Get a greater variety of users, playing a greater variety of games?

We have a steady trickle of MTG questions because that's a complex game (with constant new content) that generates consistent rules questions -- it helps that the rules are robust enough that we can actually answer those questions, too. It's not the only game like that. But we don't have many questions about minis wargames (for which there are many rulesets, with unique rules and strategy concerns -- not to mention that questions about prepping game materials are totally on-topic!) and other card games (L5R, Pokemon, Yugioh, the various "LCGs," the recent Netrunner reboot, &c.). But we don't seem to have many users actively posting on those topics. My best guess is that it's because, as a community, we're not actively playing those games? But someone is, somewhere.

How do you grow that user base? I don't know. It's not something that we can fake, really. I think there's a bit of a chicken-and-egg problem, where it's hard to encourage any dedicated fans of (e.g.) L5R to post here unless there's already strong L5R content to make it worth their while.

(In many ways, RPGs SE had it easier, because it looks like they were able to hit their content quota just with D&D3/4 questions, and the rest is icing -- that kinda shows when you look at their front page, though.)

  • 1
    To encourage greater variety of games, I think we could be more proactive about encouraging questions on new games. Pat and a few other people are very encouraging to new users but I've noticed that when I post a first question on a totally new game, it tends to have few views, few votes, few comments, etc. (Cosmic Encounter and Vinci). Perhaps if we put more effort into viewing these questions (to get view count up), voting on (the quality of) these questions, that could help even if it's a game you haven't played.
    – Joe Golton
    Jun 14, 2012 at 14:27
  • @JoeGolton Good observation. I posted a kinda obscure question on RPG.SE and got no answers. But the upvotes at least made me inclined to check back more often.
    – Alex P
    Jun 14, 2012 at 14:46
  • 2
    @JoeGolton. We should use bounties to keep those kind of questions alive and entice people to go find answers.
    – CaulynDarr
    Jun 14, 2012 at 15:07

I can't seem to find a blog for this site. I think it'd be a great way to drive traffic for new game releases and such. Something we try to do at the IT Security SE to help keep the blog alive, is a "Question of the Week" post - do a write-up of an interesting question and its answers (not necessarily one from the past week) every week.

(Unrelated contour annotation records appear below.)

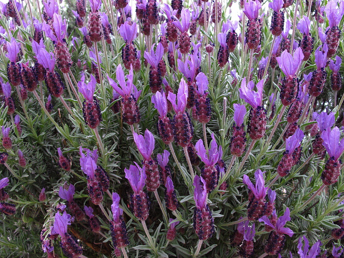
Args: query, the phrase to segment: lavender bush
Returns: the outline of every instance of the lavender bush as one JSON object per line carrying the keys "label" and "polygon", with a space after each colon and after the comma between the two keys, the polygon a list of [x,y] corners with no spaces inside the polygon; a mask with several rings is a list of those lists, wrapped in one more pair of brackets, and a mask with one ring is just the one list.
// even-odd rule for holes
{"label": "lavender bush", "polygon": [[0,8],[0,257],[343,256],[344,1]]}

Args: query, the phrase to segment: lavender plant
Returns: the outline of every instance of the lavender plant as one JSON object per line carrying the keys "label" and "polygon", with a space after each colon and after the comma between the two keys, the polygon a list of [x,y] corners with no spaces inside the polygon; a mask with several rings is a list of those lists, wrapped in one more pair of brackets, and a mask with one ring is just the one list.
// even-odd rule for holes
{"label": "lavender plant", "polygon": [[0,257],[342,257],[343,14],[0,2]]}

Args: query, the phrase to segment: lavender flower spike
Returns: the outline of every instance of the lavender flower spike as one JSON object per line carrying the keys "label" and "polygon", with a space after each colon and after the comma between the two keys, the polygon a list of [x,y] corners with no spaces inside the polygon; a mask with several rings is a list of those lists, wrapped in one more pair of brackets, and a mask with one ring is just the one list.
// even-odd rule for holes
{"label": "lavender flower spike", "polygon": [[295,75],[302,63],[304,56],[300,47],[298,47],[293,55],[284,50],[280,56],[276,57],[278,65],[286,76]]}
{"label": "lavender flower spike", "polygon": [[0,180],[0,190],[8,185],[9,182],[10,180],[8,179],[8,178],[4,178]]}
{"label": "lavender flower spike", "polygon": [[[304,245],[302,244],[302,239],[304,242]],[[299,238],[298,244],[298,253],[300,255],[300,258],[315,258],[320,252],[320,246],[321,242],[318,241],[314,244],[310,249],[309,248],[309,241],[306,237],[303,236]]]}
{"label": "lavender flower spike", "polygon": [[74,195],[75,191],[75,187],[72,184],[69,185],[68,190],[64,189],[62,186],[60,186],[58,190],[58,196],[60,198],[66,200],[69,203],[72,203],[73,201],[73,195]]}
{"label": "lavender flower spike", "polygon": [[332,130],[329,127],[321,133],[323,145],[326,148],[330,158],[338,159],[344,150],[344,139],[340,140],[340,130],[336,126]]}
{"label": "lavender flower spike", "polygon": [[119,207],[119,201],[121,198],[117,193],[112,193],[112,204],[111,205],[111,211],[114,220],[118,221],[120,216],[123,214],[123,210]]}
{"label": "lavender flower spike", "polygon": [[154,44],[153,44],[151,48],[150,53],[144,51],[143,57],[147,60],[147,62],[153,68],[155,68],[158,67],[159,62],[164,55],[164,47],[161,43],[159,43],[154,52]]}
{"label": "lavender flower spike", "polygon": [[257,83],[256,85],[258,89],[257,92],[253,90],[255,87],[253,81],[250,81],[246,85],[246,78],[245,77],[241,82],[241,86],[239,89],[240,93],[239,97],[252,107],[256,108],[257,107],[261,106],[264,80],[261,80]]}
{"label": "lavender flower spike", "polygon": [[334,113],[330,112],[327,115],[326,112],[321,112],[315,119],[321,132],[322,132],[329,127],[332,127],[334,124],[335,119]]}
{"label": "lavender flower spike", "polygon": [[144,168],[142,169],[137,163],[134,163],[135,165],[130,165],[129,169],[124,169],[124,172],[126,178],[129,181],[133,191],[138,193],[143,189],[147,176]]}
{"label": "lavender flower spike", "polygon": [[248,0],[244,3],[244,12],[249,20],[258,18],[258,13],[261,9],[261,4],[259,1]]}
{"label": "lavender flower spike", "polygon": [[91,75],[91,80],[87,84],[85,83],[85,76],[83,75],[81,80],[78,83],[79,92],[84,95],[86,100],[91,102],[93,101],[93,95],[96,90],[96,78]]}
{"label": "lavender flower spike", "polygon": [[134,141],[137,146],[139,151],[146,160],[149,160],[153,153],[155,144],[154,136],[147,129],[144,132],[144,136],[138,135],[133,132]]}
{"label": "lavender flower spike", "polygon": [[336,73],[339,71],[339,69],[341,68],[341,64],[342,58],[340,58],[340,57],[336,55],[335,62],[333,60],[331,60],[330,61],[330,68],[334,73]]}
{"label": "lavender flower spike", "polygon": [[240,126],[244,123],[244,118],[247,111],[245,105],[235,104],[234,119],[237,126]]}
{"label": "lavender flower spike", "polygon": [[197,154],[202,161],[206,165],[212,167],[217,162],[219,156],[217,143],[215,140],[214,133],[212,134],[212,139],[213,140],[210,144],[210,148],[207,154],[202,139],[198,140],[195,147],[197,151]]}
{"label": "lavender flower spike", "polygon": [[289,153],[291,154],[295,149],[300,146],[304,137],[304,134],[303,132],[299,128],[298,128],[293,135],[286,140],[286,150],[289,151]]}
{"label": "lavender flower spike", "polygon": [[65,211],[62,215],[57,212],[54,222],[54,229],[61,237],[64,237],[67,233],[67,227],[71,225],[71,215]]}
{"label": "lavender flower spike", "polygon": [[18,47],[18,43],[14,38],[12,37],[11,39],[11,42],[7,42],[6,43],[7,47],[7,51],[8,53],[6,56],[8,57],[10,61],[11,62],[16,63],[17,59],[17,56],[19,52],[19,48]]}
{"label": "lavender flower spike", "polygon": [[283,0],[273,0],[269,3],[269,7],[275,12],[279,12],[283,6]]}
{"label": "lavender flower spike", "polygon": [[[174,111],[176,113],[179,112],[182,113],[185,110],[186,106],[186,101],[188,95],[187,84],[184,79],[182,78],[179,84],[179,88],[178,89],[177,96],[171,92],[169,92],[167,99],[170,100],[172,104]],[[176,98],[177,99],[177,104],[176,104]]]}
{"label": "lavender flower spike", "polygon": [[134,41],[136,37],[137,33],[137,27],[136,22],[130,25],[129,22],[127,21],[119,28],[120,35],[123,38],[124,41],[128,43]]}
{"label": "lavender flower spike", "polygon": [[190,10],[183,8],[181,13],[181,17],[182,18],[181,21],[176,18],[175,20],[172,22],[172,23],[182,33],[184,32],[187,31],[190,27],[191,17]]}
{"label": "lavender flower spike", "polygon": [[52,52],[49,53],[44,49],[41,49],[36,57],[38,63],[45,69],[48,69],[50,72],[54,71],[55,67],[55,57]]}
{"label": "lavender flower spike", "polygon": [[202,176],[197,175],[195,176],[194,179],[193,185],[195,186],[194,191],[194,200],[197,208],[202,210],[207,205],[208,195],[205,181]]}
{"label": "lavender flower spike", "polygon": [[308,35],[309,34],[309,29],[311,26],[311,21],[307,16],[303,15],[302,18],[298,23],[297,27],[301,33]]}
{"label": "lavender flower spike", "polygon": [[325,8],[325,12],[326,13],[330,27],[337,26],[344,14],[344,2],[339,2],[339,8],[337,6],[337,1],[333,0],[327,2]]}
{"label": "lavender flower spike", "polygon": [[243,182],[247,186],[256,197],[259,200],[263,199],[266,195],[268,187],[264,187],[265,182],[263,176],[263,172],[259,169],[255,173],[256,185],[254,185],[247,175],[244,175]]}
{"label": "lavender flower spike", "polygon": [[165,117],[167,115],[167,100],[166,96],[163,90],[161,92],[157,92],[155,95],[152,96],[152,103],[157,109],[159,115]]}
{"label": "lavender flower spike", "polygon": [[100,8],[101,0],[89,0],[91,10],[92,12],[96,12]]}

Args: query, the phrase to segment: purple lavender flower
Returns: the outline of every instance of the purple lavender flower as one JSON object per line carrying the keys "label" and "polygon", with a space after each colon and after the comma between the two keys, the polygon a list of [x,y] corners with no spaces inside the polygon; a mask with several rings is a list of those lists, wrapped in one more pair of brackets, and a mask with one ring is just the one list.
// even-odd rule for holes
{"label": "purple lavender flower", "polygon": [[339,158],[344,150],[344,139],[340,140],[340,131],[336,126],[332,130],[329,127],[321,133],[321,138],[324,140],[323,145],[330,157],[334,158],[336,160]]}
{"label": "purple lavender flower", "polygon": [[233,104],[234,114],[233,118],[237,126],[240,126],[244,123],[244,118],[247,111],[245,105]]}
{"label": "purple lavender flower", "polygon": [[254,108],[261,106],[261,101],[263,97],[264,80],[259,81],[256,85],[258,91],[253,90],[255,84],[253,80],[249,82],[246,85],[246,78],[245,77],[241,82],[241,86],[239,89],[240,93],[239,97],[244,99],[246,103],[248,103]]}
{"label": "purple lavender flower", "polygon": [[300,47],[297,49],[292,56],[286,50],[276,59],[278,65],[287,76],[294,76],[302,63],[304,55]]}
{"label": "purple lavender flower", "polygon": [[135,132],[133,136],[137,149],[143,159],[147,161],[150,160],[155,144],[155,140],[153,134],[147,129],[144,132],[144,136],[141,135],[139,135]]}
{"label": "purple lavender flower", "polygon": [[249,20],[255,20],[258,18],[258,13],[261,9],[261,4],[259,1],[248,0],[244,3],[244,13]]}
{"label": "purple lavender flower", "polygon": [[286,150],[291,155],[294,151],[300,146],[304,134],[302,130],[298,128],[295,133],[286,140]]}
{"label": "purple lavender flower", "polygon": [[[304,242],[304,245],[302,244],[302,239]],[[315,258],[320,251],[320,246],[321,243],[318,241],[309,248],[309,242],[306,237],[303,236],[299,238],[298,244],[298,253],[300,255],[300,258]]]}

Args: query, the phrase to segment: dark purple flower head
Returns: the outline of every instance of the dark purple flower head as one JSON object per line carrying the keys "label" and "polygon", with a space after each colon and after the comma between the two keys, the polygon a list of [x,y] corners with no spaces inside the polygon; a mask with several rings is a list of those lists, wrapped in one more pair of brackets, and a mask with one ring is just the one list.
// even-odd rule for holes
{"label": "dark purple flower head", "polygon": [[[170,222],[170,228],[174,228],[175,227],[175,226],[179,224],[179,221],[176,221],[175,222],[172,222],[172,221],[175,220],[173,218],[170,218],[169,220],[169,222]],[[172,222],[172,223],[171,223]]]}
{"label": "dark purple flower head", "polygon": [[147,177],[144,171],[144,168],[142,169],[137,163],[134,162],[135,165],[130,165],[129,169],[124,169],[125,177],[130,183],[133,191],[138,193],[142,190],[144,186],[144,181]]}
{"label": "dark purple flower head", "polygon": [[341,132],[336,126],[332,130],[330,127],[323,131],[321,138],[324,141],[323,146],[326,148],[330,157],[338,160],[344,150],[344,139],[340,140]]}
{"label": "dark purple flower head", "polygon": [[212,139],[213,140],[210,143],[210,148],[207,153],[202,139],[200,139],[195,145],[197,154],[201,160],[209,166],[213,166],[217,162],[219,157],[217,143],[214,133],[212,134]]}
{"label": "dark purple flower head", "polygon": [[0,180],[0,190],[8,185],[9,182],[10,180],[8,178],[4,178]]}
{"label": "dark purple flower head", "polygon": [[301,33],[308,35],[309,34],[309,29],[311,26],[311,21],[307,16],[303,15],[298,23],[297,28]]}
{"label": "dark purple flower head", "polygon": [[283,0],[273,0],[269,3],[269,7],[275,12],[278,12],[283,6]]}
{"label": "dark purple flower head", "polygon": [[83,94],[86,100],[93,101],[97,81],[92,74],[91,75],[91,80],[87,84],[85,83],[85,76],[83,75],[81,77],[81,80],[78,83],[79,92]]}
{"label": "dark purple flower head", "polygon": [[[302,239],[304,241],[304,245],[302,244]],[[302,236],[299,238],[298,244],[298,253],[300,258],[315,258],[320,252],[320,246],[321,242],[318,241],[309,248],[309,241],[306,237]]]}
{"label": "dark purple flower head", "polygon": [[342,58],[338,56],[336,56],[336,61],[335,62],[333,60],[330,61],[330,68],[333,72],[337,73],[341,68],[341,65],[342,64]]}
{"label": "dark purple flower head", "polygon": [[290,26],[291,26],[291,23],[289,20],[287,19],[286,21],[286,26],[284,29],[284,30],[282,33],[282,36],[285,40],[288,38],[288,35],[289,34],[289,31],[290,30]]}
{"label": "dark purple flower head", "polygon": [[119,28],[119,34],[123,38],[125,41],[131,43],[136,37],[137,27],[136,23],[130,25],[128,21],[126,21]]}
{"label": "dark purple flower head", "polygon": [[68,190],[66,190],[62,186],[60,186],[58,190],[58,196],[60,198],[72,202],[73,201],[73,195],[74,195],[75,191],[75,187],[72,184],[69,185]]}
{"label": "dark purple flower head", "polygon": [[339,258],[342,254],[343,254],[343,248],[341,246],[336,247],[334,244],[333,244],[332,245],[333,246],[332,248],[332,255],[334,258]]}
{"label": "dark purple flower head", "polygon": [[268,225],[275,229],[279,234],[288,235],[290,237],[292,237],[294,235],[293,230],[289,227],[284,227],[284,225],[287,222],[290,220],[290,212],[289,208],[286,209],[286,211],[282,216],[281,216],[277,219],[276,226],[273,226],[270,222],[270,220],[267,216],[264,216],[258,220],[260,222],[264,222],[266,225]]}
{"label": "dark purple flower head", "polygon": [[93,209],[92,207],[85,206],[84,207],[84,210],[85,211],[86,215],[90,218],[94,217],[94,214],[93,214]]}
{"label": "dark purple flower head", "polygon": [[233,104],[234,108],[234,119],[237,126],[240,126],[244,123],[244,118],[247,110],[245,105]]}
{"label": "dark purple flower head", "polygon": [[54,222],[54,229],[57,234],[61,236],[64,236],[67,232],[67,227],[71,225],[71,215],[67,214],[65,211],[62,215],[57,212],[55,215],[55,220]]}
{"label": "dark purple flower head", "polygon": [[142,135],[138,135],[135,132],[133,136],[137,149],[143,159],[146,160],[149,160],[155,144],[154,136],[147,129],[144,132],[144,136]]}
{"label": "dark purple flower head", "polygon": [[175,20],[172,22],[172,23],[174,24],[177,28],[182,33],[184,31],[187,31],[190,27],[190,19],[191,19],[191,14],[190,13],[190,10],[188,9],[185,9],[183,8],[182,9],[182,12],[180,14],[181,21],[176,18],[175,17]]}
{"label": "dark purple flower head", "polygon": [[96,12],[100,9],[101,0],[89,0],[91,10],[92,12]]}
{"label": "dark purple flower head", "polygon": [[3,92],[3,95],[6,98],[9,98],[11,97],[12,89],[9,83],[3,83],[1,85],[1,88],[2,88],[2,92]]}
{"label": "dark purple flower head", "polygon": [[276,57],[278,65],[286,76],[294,75],[302,63],[304,55],[301,47],[298,47],[292,56],[286,50]]}
{"label": "dark purple flower head", "polygon": [[335,122],[334,113],[333,112],[330,112],[327,115],[326,112],[323,112],[316,116],[315,121],[318,123],[321,132],[329,127],[332,127]]}
{"label": "dark purple flower head", "polygon": [[225,32],[220,32],[217,34],[217,41],[223,47],[226,47],[226,40],[227,36],[227,34]]}
{"label": "dark purple flower head", "polygon": [[174,186],[171,177],[168,176],[166,178],[166,183],[165,185],[166,187],[166,191],[169,194],[172,194],[174,191]]}
{"label": "dark purple flower head", "polygon": [[235,31],[238,29],[238,22],[237,21],[232,21],[230,20],[227,20],[227,22],[222,24],[221,32],[227,33],[228,31]]}
{"label": "dark purple flower head", "polygon": [[109,22],[109,18],[108,17],[107,14],[106,13],[101,12],[100,13],[100,18],[101,19],[101,24],[104,27],[107,27],[108,25],[110,25]]}
{"label": "dark purple flower head", "polygon": [[318,34],[319,34],[319,38],[320,39],[322,43],[324,44],[326,40],[326,34],[324,33],[322,28],[321,27],[318,28]]}
{"label": "dark purple flower head", "polygon": [[247,175],[244,175],[243,182],[247,186],[257,199],[263,199],[266,195],[266,192],[268,187],[264,187],[265,181],[261,170],[258,169],[255,172],[255,178],[256,179],[256,185],[254,185]]}
{"label": "dark purple flower head", "polygon": [[163,91],[162,90],[161,92],[157,92],[155,95],[152,96],[151,101],[159,115],[165,117],[167,115],[167,100]]}
{"label": "dark purple flower head", "polygon": [[286,140],[286,150],[289,151],[289,153],[291,154],[292,153],[300,146],[304,137],[304,134],[302,130],[300,128],[297,129],[294,134]]}
{"label": "dark purple flower head", "polygon": [[205,181],[202,176],[196,175],[194,179],[193,184],[195,186],[194,200],[196,206],[200,209],[202,209],[206,206],[208,198]]}
{"label": "dark purple flower head", "polygon": [[239,97],[248,103],[254,108],[261,106],[263,98],[263,88],[264,87],[264,80],[261,80],[256,85],[258,91],[253,90],[255,83],[253,80],[250,81],[246,85],[246,78],[245,77],[241,82],[241,86],[239,89],[240,93]]}
{"label": "dark purple flower head", "polygon": [[158,163],[159,165],[163,168],[164,168],[169,163],[169,157],[170,157],[170,152],[167,150],[165,150],[162,154],[159,153],[157,155],[157,159],[158,160]]}
{"label": "dark purple flower head", "polygon": [[17,56],[19,52],[19,48],[18,46],[18,43],[14,38],[11,39],[11,42],[7,41],[6,43],[7,46],[8,53],[6,56],[10,60],[11,62],[16,63],[17,60]]}
{"label": "dark purple flower head", "polygon": [[159,62],[161,60],[164,55],[164,47],[162,44],[159,43],[157,46],[157,49],[154,52],[155,44],[153,44],[151,48],[150,52],[144,51],[143,57],[147,60],[147,62],[154,68],[157,68],[159,64]]}
{"label": "dark purple flower head", "polygon": [[[127,76],[126,82],[124,76],[124,72],[122,68],[122,66],[119,64],[116,69],[116,78],[119,84],[119,87],[108,75],[107,77],[109,83],[115,90],[122,97],[125,97],[126,96],[130,96],[132,93],[132,92],[133,86],[135,87],[132,83],[133,76],[132,67],[131,67],[129,71],[129,74]],[[136,100],[137,100],[137,98]]]}
{"label": "dark purple flower head", "polygon": [[255,20],[258,18],[258,13],[261,9],[261,4],[258,0],[245,1],[244,5],[244,13],[249,20]]}
{"label": "dark purple flower head", "polygon": [[[172,104],[172,106],[176,113],[179,112],[184,112],[186,106],[186,101],[188,96],[187,84],[184,79],[182,78],[179,83],[179,88],[178,89],[177,96],[171,92],[169,92],[167,99]],[[177,103],[176,104],[176,99]]]}
{"label": "dark purple flower head", "polygon": [[8,137],[10,135],[10,130],[11,128],[9,127],[2,126],[1,131],[2,133],[2,137]]}
{"label": "dark purple flower head", "polygon": [[256,234],[255,229],[256,224],[255,223],[253,223],[252,227],[249,226],[248,224],[247,225],[244,226],[244,239],[248,241],[253,240],[253,238],[255,237],[255,235]]}
{"label": "dark purple flower head", "polygon": [[123,210],[119,207],[119,201],[121,198],[117,193],[112,193],[112,204],[111,204],[111,211],[114,220],[118,221],[120,216],[123,214]]}
{"label": "dark purple flower head", "polygon": [[315,60],[316,67],[319,70],[324,67],[327,62],[327,51],[328,49],[327,44],[325,43],[322,46],[322,50],[320,50],[322,47],[321,46],[315,50],[314,55],[315,56]]}
{"label": "dark purple flower head", "polygon": [[45,69],[50,72],[54,71],[55,67],[55,57],[51,52],[49,53],[44,49],[41,49],[36,56],[37,61]]}
{"label": "dark purple flower head", "polygon": [[199,95],[204,95],[208,89],[208,85],[209,84],[207,76],[204,73],[199,73],[196,76],[196,84],[198,87],[196,90],[197,93]]}
{"label": "dark purple flower head", "polygon": [[339,6],[337,6],[338,1],[332,0],[327,2],[325,8],[329,25],[330,27],[336,27],[338,25],[344,14],[344,2],[339,1]]}

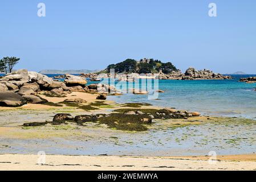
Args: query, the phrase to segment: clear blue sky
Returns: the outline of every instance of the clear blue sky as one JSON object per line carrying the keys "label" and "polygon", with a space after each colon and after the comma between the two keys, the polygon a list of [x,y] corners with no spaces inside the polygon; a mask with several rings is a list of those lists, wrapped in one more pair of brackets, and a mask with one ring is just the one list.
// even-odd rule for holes
{"label": "clear blue sky", "polygon": [[[37,16],[37,5],[46,16]],[[217,17],[208,16],[208,5]],[[256,73],[256,1],[97,0],[0,2],[0,57],[15,68],[103,69],[127,58],[222,73]]]}

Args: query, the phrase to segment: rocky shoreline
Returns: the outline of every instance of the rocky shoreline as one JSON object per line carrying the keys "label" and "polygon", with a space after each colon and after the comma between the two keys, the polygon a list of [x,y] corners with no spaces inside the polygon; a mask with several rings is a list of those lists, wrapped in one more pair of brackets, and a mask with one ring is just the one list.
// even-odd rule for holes
{"label": "rocky shoreline", "polygon": [[220,73],[215,73],[206,69],[197,71],[190,67],[184,73],[180,71],[173,71],[170,74],[159,74],[160,80],[226,80],[231,79],[230,76],[224,76]]}
{"label": "rocky shoreline", "polygon": [[[204,69],[197,71],[194,68],[190,67],[185,73],[180,70],[172,71],[169,74],[165,74],[161,72],[159,73],[146,73],[143,76],[136,73],[129,74],[119,73],[112,75],[110,73],[97,74],[95,73],[80,73],[80,76],[90,78],[91,81],[100,81],[101,78],[114,78],[118,81],[134,81],[136,78],[151,78],[159,80],[226,80],[231,79],[230,76],[225,76],[220,73],[216,73],[210,70]],[[64,75],[54,77],[55,78],[63,78]]]}
{"label": "rocky shoreline", "polygon": [[115,87],[106,84],[91,84],[84,78],[66,74],[64,81],[54,81],[46,75],[35,72],[20,69],[0,78],[0,106],[18,107],[27,103],[42,104],[47,101],[38,96],[64,97],[72,92],[99,93],[100,100],[106,99],[105,94],[115,93]]}
{"label": "rocky shoreline", "polygon": [[250,77],[248,78],[241,78],[239,81],[246,82],[248,84],[254,84],[256,82],[256,77]]}

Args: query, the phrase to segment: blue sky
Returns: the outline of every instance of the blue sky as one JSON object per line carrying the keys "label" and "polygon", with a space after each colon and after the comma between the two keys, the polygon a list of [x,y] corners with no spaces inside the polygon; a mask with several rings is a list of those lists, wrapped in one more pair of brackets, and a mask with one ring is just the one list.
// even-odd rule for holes
{"label": "blue sky", "polygon": [[[46,16],[37,16],[43,2]],[[208,16],[217,5],[217,16]],[[103,69],[127,58],[256,73],[256,1],[1,0],[0,57],[15,67]]]}

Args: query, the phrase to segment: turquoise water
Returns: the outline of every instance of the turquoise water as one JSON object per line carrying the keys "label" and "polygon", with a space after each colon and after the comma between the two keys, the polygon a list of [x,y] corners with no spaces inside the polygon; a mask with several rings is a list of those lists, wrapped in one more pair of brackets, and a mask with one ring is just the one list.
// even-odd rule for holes
{"label": "turquoise water", "polygon": [[125,94],[108,98],[117,103],[144,102],[163,107],[197,111],[210,115],[256,118],[256,84],[238,82],[233,75],[229,80],[159,80],[159,99],[148,100],[145,95]]}

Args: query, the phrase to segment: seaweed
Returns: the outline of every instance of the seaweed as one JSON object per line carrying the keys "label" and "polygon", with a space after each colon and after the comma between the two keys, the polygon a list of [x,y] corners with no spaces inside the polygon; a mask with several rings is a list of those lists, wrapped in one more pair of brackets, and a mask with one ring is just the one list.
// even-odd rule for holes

The fundamental "problem" with board games (at least so far as this Q&A site is concerned) is that unlike video games or RPGs, the majority of board (and card) games are designed with the principle of simplicity in mind. This makes them awesome for picking up and playing, but it also means that most rules questions either are answered by reading the manual for a few minutes — we don't want to boost our counts with "general reference" questions — or, if the situation is not covered in the manual, are not objectively answerable.

Often the only real difference between a regular player who has read the rulebook and a "rules expert" is just that the expert also knows where to find the official FAQ and/or errata, or a more up-to-date version of the rulebook itself. Short of getting one of the actual game designers/developers on here to answer questions, we have a rather limited supply of canonical documentation to work with.

Such questions obviously have their place on this site, and will continue to do so for as long as the site exists, but in and of themselves they are not enough for this site to reach the critical questions-asked mass to become successful.

Which begs the questions: What makes a board-and-card-games expert better than normal people, and what would said normal people want to ask said board-and-card-games expert that they can't just ask someone else?

The obvious (to me) feature that separates many BCG experts from the laymen isn't the fact that they know the rules to any particular game very well — as mentioned above, anyone can do that without much difficulty — but rather that they know a lot of games very well. The questions that this type of expert would thrive at, where the layman would falter, would be any questions which tap into this breadth of understanding.

What we really need is more "game agnostic" type questions, which don't require knowledge of one particular game so much as a strong knowledge of games in general.

Off the top of my head, there are three major categories of questions which would really capitalize on the knowledge of a BCG expert:

  • General/abstract strategy
  • Game design and development
  • Game recommendations

(There are probably many more categories that aren't currently on the top of my head)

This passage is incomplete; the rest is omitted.